On 22 March 2010, an AirNorth Embraer S.A. EMB-120ER Brasilia aircraft (EMB-120), registration VH-ANB, crashed moments after takeoff from runway 29 at Darwin Airport, Northern Territory, fatally injuring both pilots. The flight was for the purpose of revalidating the command instrument rating of the pilot under check and was under the command of a training and checking captain, who occupied the copilot's seat. The takeoff included a simulated engine failure.

Data from the aircraft's flight recorders was used to establish the circumstances leading to the accident and showed that the pilot in command (PIC) retarded the left power lever to flight idle to simulate an engine failure. That introduced a simultaneous failure of the left engine and propeller autofeathering system.

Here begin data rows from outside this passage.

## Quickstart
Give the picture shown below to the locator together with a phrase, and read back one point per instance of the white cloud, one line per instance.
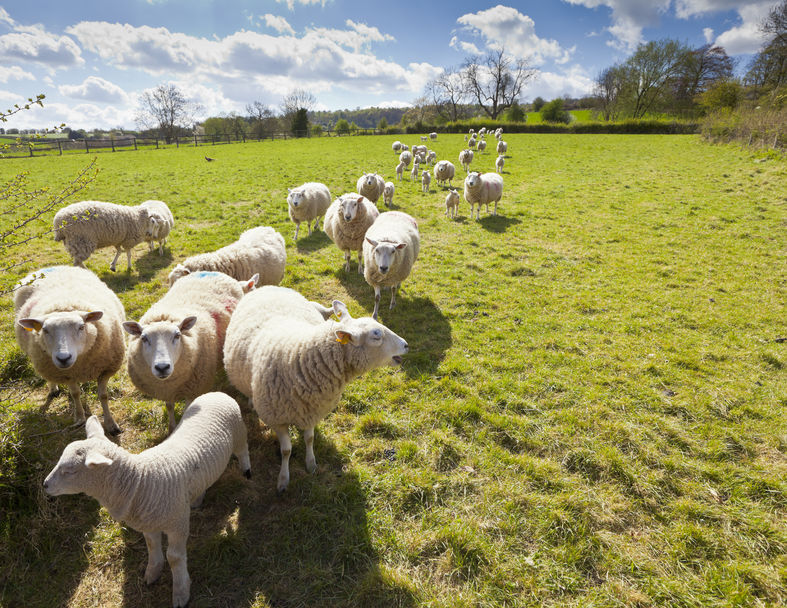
(505, 27)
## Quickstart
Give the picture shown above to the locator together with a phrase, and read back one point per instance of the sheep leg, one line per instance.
(155, 557)
(285, 445)
(308, 439)
(110, 425)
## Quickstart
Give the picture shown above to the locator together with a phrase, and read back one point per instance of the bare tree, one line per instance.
(167, 109)
(495, 80)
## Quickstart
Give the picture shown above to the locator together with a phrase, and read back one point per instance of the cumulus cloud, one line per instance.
(505, 27)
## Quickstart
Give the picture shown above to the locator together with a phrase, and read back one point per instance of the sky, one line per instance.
(94, 58)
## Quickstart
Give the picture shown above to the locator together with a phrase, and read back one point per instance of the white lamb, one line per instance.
(482, 189)
(161, 224)
(346, 222)
(68, 322)
(258, 250)
(89, 225)
(390, 250)
(306, 203)
(293, 364)
(444, 172)
(175, 349)
(152, 491)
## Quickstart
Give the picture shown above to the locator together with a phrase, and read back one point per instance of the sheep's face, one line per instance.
(161, 343)
(65, 335)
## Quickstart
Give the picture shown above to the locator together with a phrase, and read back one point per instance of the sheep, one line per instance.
(452, 203)
(444, 172)
(465, 158)
(346, 221)
(67, 321)
(482, 189)
(175, 348)
(293, 364)
(258, 250)
(388, 193)
(390, 249)
(152, 491)
(89, 225)
(426, 179)
(161, 224)
(308, 202)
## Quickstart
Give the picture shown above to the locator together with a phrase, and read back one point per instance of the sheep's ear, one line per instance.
(93, 428)
(133, 328)
(187, 323)
(95, 459)
(31, 324)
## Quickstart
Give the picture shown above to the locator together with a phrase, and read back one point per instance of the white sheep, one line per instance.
(259, 250)
(482, 189)
(293, 364)
(346, 222)
(388, 193)
(306, 203)
(152, 491)
(175, 349)
(69, 323)
(452, 203)
(390, 250)
(465, 158)
(89, 225)
(161, 223)
(444, 172)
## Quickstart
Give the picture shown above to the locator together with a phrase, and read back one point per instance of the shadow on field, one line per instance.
(310, 546)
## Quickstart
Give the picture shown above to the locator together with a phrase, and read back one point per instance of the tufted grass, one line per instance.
(593, 412)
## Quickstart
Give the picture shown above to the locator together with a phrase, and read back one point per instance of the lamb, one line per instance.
(444, 172)
(452, 203)
(258, 250)
(161, 224)
(175, 349)
(308, 202)
(482, 189)
(371, 186)
(346, 221)
(465, 158)
(294, 364)
(152, 491)
(68, 322)
(388, 193)
(390, 249)
(89, 225)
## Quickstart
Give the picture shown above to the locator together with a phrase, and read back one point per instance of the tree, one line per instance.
(495, 81)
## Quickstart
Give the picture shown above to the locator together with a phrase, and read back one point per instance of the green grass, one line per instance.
(593, 412)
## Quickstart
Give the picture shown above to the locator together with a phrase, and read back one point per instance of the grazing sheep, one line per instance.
(452, 203)
(68, 322)
(152, 491)
(371, 186)
(482, 189)
(346, 222)
(444, 172)
(258, 250)
(390, 250)
(388, 193)
(293, 364)
(89, 225)
(161, 224)
(465, 158)
(175, 349)
(308, 202)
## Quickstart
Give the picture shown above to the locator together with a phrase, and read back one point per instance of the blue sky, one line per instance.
(93, 59)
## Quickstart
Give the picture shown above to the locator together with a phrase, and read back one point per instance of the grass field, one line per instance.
(592, 413)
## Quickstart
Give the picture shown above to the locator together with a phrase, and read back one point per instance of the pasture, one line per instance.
(592, 412)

The increased drag from the 'windmilling' propeller increased the control forces required to maintain the aircraft's flightpath. The pilot under check allowed the speed to decrease and the aircraft to bank toward the inoperative engine. Additionally, he increased power on the right engine, and engaged the yaw damper in an attempt to stabilise the aircraft's flight. Those actions increased his workload and made control of the aircraft more difficult. The PIC did not restore power to the left engine to discontinue the manoeuvre. The few seconds available before the aircraft became uncontrollable were insufficient to allow 'trouble shooting' and deliberation before resolving the situation.

Shortly after the accident, an EMB-120 simulator and its staff were approved to undertake the operator's training requirements. In response, the operator transitioned the majority of its EMB-120 proficiency checking, including asymmetric flight sequences, to ground‑based training at that facility.

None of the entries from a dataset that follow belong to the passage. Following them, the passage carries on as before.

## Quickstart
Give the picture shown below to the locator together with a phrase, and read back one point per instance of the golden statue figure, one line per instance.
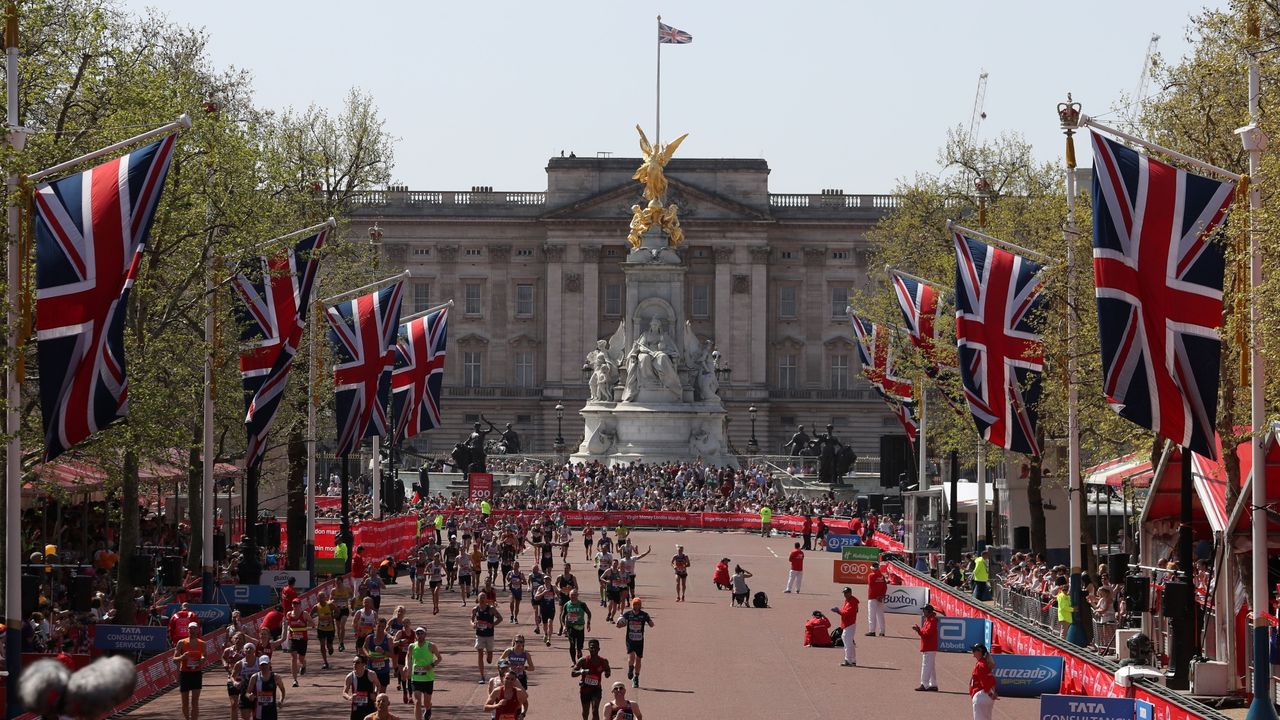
(650, 171)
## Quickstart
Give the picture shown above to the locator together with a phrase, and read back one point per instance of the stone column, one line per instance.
(590, 297)
(759, 314)
(723, 305)
(554, 256)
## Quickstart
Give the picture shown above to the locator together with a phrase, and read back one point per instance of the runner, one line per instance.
(634, 620)
(544, 601)
(565, 584)
(263, 688)
(297, 628)
(240, 677)
(364, 621)
(188, 652)
(620, 707)
(510, 701)
(434, 579)
(577, 623)
(420, 666)
(484, 619)
(680, 563)
(465, 575)
(378, 650)
(519, 660)
(383, 709)
(590, 671)
(515, 580)
(360, 688)
(342, 598)
(327, 624)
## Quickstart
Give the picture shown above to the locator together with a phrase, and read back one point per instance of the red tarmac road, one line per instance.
(703, 659)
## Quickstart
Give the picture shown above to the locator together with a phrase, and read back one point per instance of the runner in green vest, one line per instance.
(420, 664)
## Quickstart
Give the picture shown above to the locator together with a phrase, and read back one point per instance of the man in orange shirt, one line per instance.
(190, 655)
(849, 628)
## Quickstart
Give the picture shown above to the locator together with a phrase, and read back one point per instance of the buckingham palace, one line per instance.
(535, 279)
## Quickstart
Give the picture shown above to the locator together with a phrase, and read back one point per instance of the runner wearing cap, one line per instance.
(680, 563)
(590, 673)
(263, 688)
(360, 688)
(620, 707)
(928, 632)
(635, 620)
(188, 654)
(296, 628)
(420, 665)
(849, 628)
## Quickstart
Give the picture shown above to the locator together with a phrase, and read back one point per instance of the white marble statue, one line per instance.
(652, 360)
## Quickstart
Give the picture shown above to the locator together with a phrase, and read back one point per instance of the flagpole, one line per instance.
(428, 311)
(1255, 142)
(183, 122)
(657, 119)
(13, 396)
(333, 299)
(1075, 633)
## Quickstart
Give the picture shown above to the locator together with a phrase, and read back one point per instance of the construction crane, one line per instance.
(1139, 91)
(979, 100)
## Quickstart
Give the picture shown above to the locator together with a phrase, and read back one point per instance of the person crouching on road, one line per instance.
(849, 628)
(928, 632)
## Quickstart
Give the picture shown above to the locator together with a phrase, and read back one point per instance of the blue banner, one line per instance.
(1028, 675)
(1082, 707)
(959, 634)
(248, 595)
(208, 614)
(836, 542)
(132, 638)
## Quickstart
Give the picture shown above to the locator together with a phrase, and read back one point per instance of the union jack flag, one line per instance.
(419, 373)
(877, 359)
(277, 295)
(1160, 291)
(362, 335)
(91, 229)
(668, 35)
(1001, 355)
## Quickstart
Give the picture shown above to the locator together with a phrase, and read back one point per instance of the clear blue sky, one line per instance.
(832, 94)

No organisational or systemic issues that might adversely affect the future safety of aviation operations were identified. However, the occurrence provides a timely reminder of the risks associated with in-flight asymmetric training and the importance of the work being carried out by the Civil Aviation Safety Authority to mandate the use of simulators for non-normal flying training and proficiency checks in larger aircraft. In addition, the importance of appropriate operator procedures, and pilot awareness of the potential hazards were reinforced as risk mitigators where the only option was in-flight asymmetric training and checking.


A computer graphics animation of the Flight Data Recorder data was produced.  The animation covered a 2-minute period commencing with the aircraft taxiing onto the runway and continuing until the end of recording.